Consider for a moment that the toxic fumes and insta-death fuel leak within the TARDIS get cleaned up in a matter of seconds. The Doctor didn’t really need the Van Baalen brothers to find Clara. Yet, Eleven threatens to blow them up if they don’t help him. Why does he do this? Does he want to protect Clara, or is he just interested in solving the puzzle of her true nature? Interesting as this question is, it becomes a moot point with the reset button business. The dickish Doctor who all but killed killed two of the Van Baalen brothers becomes a hiccup of timey-wimey story telling.

What about the TARDIS then? We’re meant to believe that the TARDIS doesn’t “like” Clara, albeit through some very clumsy exposition.

 

When the TARDIS failed to let Clara in during the Rings of Akhaten, I didn’t see malevolence; I saw the Doctor not giving Clara a TARDIS key. But suppose we work with the malevolent TARDIS theory for now, except then we’d have to ignore the fact that the artificial labyrinth the TARDIS created within the episode was meant to protect Clara. Even the Doctor says that the out of sync console room is the safest place on the ship, and that’s exactly where the TARDIS led a woman she purportedly dislikes. So much for that conflict. Meanwhile, the TARDIS is snarling at the Van Baalen brothers, crying out to the fake-android-cyborg brother, and Matt Smith is walking around with his, “Oh shit” face on the whole time. So perhaps the conflict is going to be about the TARDIS turned Mr. House on the invading salvage team? Well only for about five minutes because then the XCOM Alien Abduction sound effect (if you’re going to borrow sound effects, don’t borrow from 2012′s Game of the Year) is going to play in place of the standard cloister bell to signal that the TARDIS is going to die.

Great! The now there is a conflict we can all get behind. The last vestige of Gallifrey, a machine that was old when the Doctor stole it 900 years ago, is coming apart at the seams. For an instant I dared to hope that the death of the TARDIS might extend to the 50th anniversary story. If we take Gaiman’s The Doctor’s Wife as canon, then the TARDIS is more than just a time machine; it is the infinite union of time and space. Something going wrong there could certainly hand wave Tennant and Smith together. Moreover, the audience has a huge emotional attachment to the TARDIS and its death could raise the stakes without putting a gun to the head of the universe. But instead of killing the TARDIS, Stephen Thompson – who is also credited with writing the atrocious Curse of the Black Spot – kills the TARDIS to let Smith and Coleman walk through the time frozen shrapnel of its exploded core.

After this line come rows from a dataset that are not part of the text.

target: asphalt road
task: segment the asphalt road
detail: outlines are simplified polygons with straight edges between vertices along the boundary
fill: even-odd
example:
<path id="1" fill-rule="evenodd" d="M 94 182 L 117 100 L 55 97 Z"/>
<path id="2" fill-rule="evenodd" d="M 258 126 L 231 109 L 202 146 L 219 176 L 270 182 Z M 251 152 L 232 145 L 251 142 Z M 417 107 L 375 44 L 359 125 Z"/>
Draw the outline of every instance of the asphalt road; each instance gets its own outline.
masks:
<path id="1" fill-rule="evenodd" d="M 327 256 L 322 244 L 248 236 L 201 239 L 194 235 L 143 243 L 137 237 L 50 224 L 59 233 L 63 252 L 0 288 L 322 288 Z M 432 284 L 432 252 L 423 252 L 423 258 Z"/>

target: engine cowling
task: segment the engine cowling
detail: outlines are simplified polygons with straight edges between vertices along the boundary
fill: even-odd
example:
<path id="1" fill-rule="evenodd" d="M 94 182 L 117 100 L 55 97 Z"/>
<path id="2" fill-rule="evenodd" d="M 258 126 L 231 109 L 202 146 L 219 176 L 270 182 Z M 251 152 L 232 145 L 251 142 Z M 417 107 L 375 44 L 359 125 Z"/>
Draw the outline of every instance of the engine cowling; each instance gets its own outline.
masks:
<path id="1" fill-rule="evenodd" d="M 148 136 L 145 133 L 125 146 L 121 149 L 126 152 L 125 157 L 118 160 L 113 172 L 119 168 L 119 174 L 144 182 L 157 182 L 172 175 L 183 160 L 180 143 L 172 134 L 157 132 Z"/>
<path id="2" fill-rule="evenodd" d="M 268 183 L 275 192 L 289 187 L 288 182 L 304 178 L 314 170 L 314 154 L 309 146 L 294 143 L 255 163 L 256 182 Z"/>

Is it a cool visual effect? Absolutely? But is it great story telling? Not if the only way out is to call a mulligan on everything that happened in the story and cancel out any potential growth in the main characters or meta-story.

While I’ll offer no quarter to this story as a narrative nightmare, it does shine as an interesting archeological dig into Doctor Who’s internal mythos. The episode very much delivers on its promise to be a journey to the centre of the TARDIS. Along the way we see the much talked about swimming pool and a library which oozes, literally, Time Lord history. There are vanishing walls and West Wing style camera shots of people walking around infinite hallways.

The problem with archeology is that it can often be difficult to craft a narrative around a collection of artefacts. Doing so requires external sources, background research, and inferences which allow for some benefit of doubt. It is on that last point, Journey to the Centre of the TARDIS falls to pieces. I’m not inclined to give the benefit of the doubt to an episode which invokes a reset button to solve the story’s problems. Either by accident or design, such a resolution is lazy. Fun as the tidbits of Doctor who history are, up to and including the ghost voice of Chris Eccleston, they don’t end up contributing to the story as anything other than fan service. As a critic I don’t see why I should forge what remains into something cohesive; such is the task of the writer, not the audience.

Bottom line: It’s a pretty episode, it’s a fun episode, it’s even a nice nod to the series’ long running history, but at best it’s a narrative hot mess and at worst it’s self-congratulatory navel gazing.